Le Premier ministre Gabriel Attal a fermement écarté l'idée de soumettre les députés à des tests de dépistage de stupéfiants, répondant ainsi aux demandes de l'opposition qui réclamait une telle mesure après plusieurs affaires impliquant des élus.
Une réponse claire du Premier ministre
Interrogé lors de la séance des questions au gouvernement, Gabriel Attal a déclaré : « Je ne souhaite pas que l'Assemblée nationale devienne un lieu de suspicion généralisée. Les députés sont des représentants du peuple, et leur intégrité ne se mesure pas à un test. » Il a ajouté que des mécanismes de contrôle existent déjà, notamment via la déontologie parlementaire.
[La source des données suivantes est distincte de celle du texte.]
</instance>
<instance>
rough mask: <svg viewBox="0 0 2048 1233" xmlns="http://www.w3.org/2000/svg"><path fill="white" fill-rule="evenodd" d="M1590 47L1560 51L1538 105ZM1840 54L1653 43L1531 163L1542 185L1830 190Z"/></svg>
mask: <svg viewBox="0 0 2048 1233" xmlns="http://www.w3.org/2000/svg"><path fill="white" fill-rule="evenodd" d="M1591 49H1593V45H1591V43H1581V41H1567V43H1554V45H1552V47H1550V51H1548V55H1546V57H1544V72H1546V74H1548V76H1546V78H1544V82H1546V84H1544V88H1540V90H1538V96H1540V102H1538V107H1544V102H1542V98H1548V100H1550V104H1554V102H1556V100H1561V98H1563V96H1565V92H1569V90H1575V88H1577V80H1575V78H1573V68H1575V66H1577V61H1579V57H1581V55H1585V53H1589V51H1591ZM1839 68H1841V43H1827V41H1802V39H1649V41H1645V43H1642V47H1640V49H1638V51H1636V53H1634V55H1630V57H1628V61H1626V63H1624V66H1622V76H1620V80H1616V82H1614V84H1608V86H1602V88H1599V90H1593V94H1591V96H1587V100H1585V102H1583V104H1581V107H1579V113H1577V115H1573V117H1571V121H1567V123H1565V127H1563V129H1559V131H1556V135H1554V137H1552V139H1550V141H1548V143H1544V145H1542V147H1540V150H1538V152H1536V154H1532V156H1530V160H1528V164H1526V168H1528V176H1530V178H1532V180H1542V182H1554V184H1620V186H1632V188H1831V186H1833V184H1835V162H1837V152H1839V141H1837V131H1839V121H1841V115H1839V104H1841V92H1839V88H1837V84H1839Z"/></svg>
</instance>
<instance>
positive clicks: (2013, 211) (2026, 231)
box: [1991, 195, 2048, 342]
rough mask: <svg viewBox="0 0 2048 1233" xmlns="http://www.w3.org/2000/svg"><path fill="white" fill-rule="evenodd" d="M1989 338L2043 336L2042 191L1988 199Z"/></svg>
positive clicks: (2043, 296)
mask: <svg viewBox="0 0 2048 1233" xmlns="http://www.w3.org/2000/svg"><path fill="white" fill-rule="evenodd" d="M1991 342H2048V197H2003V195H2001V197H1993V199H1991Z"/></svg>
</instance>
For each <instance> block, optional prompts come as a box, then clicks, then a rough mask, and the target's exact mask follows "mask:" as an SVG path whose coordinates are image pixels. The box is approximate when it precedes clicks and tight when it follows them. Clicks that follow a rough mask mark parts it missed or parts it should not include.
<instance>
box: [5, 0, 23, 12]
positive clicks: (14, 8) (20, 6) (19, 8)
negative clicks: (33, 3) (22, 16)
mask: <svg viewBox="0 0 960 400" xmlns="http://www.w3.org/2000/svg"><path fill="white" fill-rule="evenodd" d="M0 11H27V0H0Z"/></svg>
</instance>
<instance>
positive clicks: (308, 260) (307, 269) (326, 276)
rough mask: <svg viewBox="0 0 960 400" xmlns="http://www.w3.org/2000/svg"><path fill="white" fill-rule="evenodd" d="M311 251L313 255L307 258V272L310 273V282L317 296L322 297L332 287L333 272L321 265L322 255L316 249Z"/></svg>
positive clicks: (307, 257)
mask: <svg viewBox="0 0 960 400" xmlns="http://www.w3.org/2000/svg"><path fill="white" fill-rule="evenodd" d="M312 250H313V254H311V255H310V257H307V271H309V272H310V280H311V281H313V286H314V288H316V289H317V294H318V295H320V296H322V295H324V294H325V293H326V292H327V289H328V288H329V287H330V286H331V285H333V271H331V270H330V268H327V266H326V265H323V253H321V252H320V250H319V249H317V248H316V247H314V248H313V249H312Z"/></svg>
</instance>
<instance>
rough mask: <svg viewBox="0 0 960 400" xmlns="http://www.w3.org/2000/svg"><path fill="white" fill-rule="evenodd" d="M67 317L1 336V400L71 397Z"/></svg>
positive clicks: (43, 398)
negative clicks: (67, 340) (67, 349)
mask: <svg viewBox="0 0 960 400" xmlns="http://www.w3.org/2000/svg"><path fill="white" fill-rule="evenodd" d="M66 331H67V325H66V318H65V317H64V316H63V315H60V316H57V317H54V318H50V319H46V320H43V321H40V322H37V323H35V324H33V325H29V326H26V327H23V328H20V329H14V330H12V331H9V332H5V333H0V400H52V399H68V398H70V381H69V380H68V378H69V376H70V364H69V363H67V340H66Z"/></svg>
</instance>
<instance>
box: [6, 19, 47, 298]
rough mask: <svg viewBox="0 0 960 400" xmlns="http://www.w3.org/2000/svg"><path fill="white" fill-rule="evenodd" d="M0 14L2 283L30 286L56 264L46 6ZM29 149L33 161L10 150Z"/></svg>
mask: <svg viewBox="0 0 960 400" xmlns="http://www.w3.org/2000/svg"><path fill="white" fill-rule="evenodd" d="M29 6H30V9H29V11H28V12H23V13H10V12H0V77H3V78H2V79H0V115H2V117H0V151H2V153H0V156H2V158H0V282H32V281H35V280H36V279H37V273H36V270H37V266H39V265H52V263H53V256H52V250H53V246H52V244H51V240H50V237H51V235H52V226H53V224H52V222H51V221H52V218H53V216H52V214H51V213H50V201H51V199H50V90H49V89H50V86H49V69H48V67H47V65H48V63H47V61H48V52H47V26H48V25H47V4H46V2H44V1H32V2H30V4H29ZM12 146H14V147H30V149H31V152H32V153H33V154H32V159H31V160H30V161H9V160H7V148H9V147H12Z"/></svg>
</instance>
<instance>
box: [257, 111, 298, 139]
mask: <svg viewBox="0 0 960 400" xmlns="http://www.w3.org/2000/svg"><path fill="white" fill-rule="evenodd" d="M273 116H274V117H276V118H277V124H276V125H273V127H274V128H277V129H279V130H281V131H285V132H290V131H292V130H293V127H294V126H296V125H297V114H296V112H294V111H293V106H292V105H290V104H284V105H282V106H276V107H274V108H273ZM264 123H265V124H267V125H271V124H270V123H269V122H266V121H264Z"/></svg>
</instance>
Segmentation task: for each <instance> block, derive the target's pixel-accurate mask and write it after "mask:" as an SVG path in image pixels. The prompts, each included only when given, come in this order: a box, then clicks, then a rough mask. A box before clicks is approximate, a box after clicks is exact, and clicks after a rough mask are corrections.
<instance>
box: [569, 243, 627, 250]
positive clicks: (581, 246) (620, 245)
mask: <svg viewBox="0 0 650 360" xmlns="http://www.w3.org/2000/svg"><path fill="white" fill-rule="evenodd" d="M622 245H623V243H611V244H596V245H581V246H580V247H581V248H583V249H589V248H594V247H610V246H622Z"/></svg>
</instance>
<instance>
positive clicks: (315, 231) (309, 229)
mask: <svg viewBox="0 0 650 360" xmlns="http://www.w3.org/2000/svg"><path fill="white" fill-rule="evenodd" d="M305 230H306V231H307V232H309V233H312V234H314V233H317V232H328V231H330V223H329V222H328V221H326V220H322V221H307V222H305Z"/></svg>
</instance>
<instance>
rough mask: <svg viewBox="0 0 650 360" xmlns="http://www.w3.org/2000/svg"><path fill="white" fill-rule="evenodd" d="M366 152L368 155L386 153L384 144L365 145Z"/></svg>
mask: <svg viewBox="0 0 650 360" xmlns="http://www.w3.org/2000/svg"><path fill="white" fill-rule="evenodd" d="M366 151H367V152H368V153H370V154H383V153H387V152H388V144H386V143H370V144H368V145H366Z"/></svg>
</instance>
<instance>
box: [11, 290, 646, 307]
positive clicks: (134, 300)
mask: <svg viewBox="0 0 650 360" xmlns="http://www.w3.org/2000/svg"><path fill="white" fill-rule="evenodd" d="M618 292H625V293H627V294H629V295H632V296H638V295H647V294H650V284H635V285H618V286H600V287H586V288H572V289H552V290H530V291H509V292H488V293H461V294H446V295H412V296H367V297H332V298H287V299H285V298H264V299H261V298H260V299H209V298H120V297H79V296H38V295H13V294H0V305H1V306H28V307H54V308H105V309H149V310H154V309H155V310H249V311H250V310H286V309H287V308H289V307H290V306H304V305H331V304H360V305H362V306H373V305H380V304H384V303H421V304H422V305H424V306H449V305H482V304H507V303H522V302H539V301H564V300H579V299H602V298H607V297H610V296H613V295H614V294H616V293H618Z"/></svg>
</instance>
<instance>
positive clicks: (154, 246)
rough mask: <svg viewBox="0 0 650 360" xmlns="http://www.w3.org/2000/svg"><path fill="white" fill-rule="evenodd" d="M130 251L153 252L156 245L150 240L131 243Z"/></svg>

Les appels de l'opposition
Plusieurs députés de l'opposition, notamment du Rassemblement national et de La France insoumise, avaient réclamé des tests aléatoires après la mise en cause de certains élus pour usage de stupéfiants. « Il y a un problème d'exemplarité. Si on demande aux citoyens de respecter la loi, les parlementaires doivent montrer l'exemple », avait argumenté un député RN.
Une position controversée
La décision d'Attal a suscité des réactions contrastées. Pour certains, elle préserve la présomption d'innocence et évite une dérive sécuritaire. Pour d'autres, elle manque de transparence. « C'est une occasion manquée de restaurer la confiance des Français dans leurs élus », a commenté un député écologiste.
Le cadre légal actuel
Actuellement, les députés ne sont soumis à aucun test obligatoire de stupéfiants. Des contrôles peuvent être effectués en cas de flagrant délit, mais ils sont rares. Le bureau de l'Assemblée nationale peut également saisir la commission de déontologie en cas de suspicion.
Gabriel Attal a précisé qu'il privilégiait la prévention et la responsabilisation plutôt que la suspicion systématique. « Nous devons faire confiance aux élus, tout en renforçant les règles éthiques », a-t-il conclu.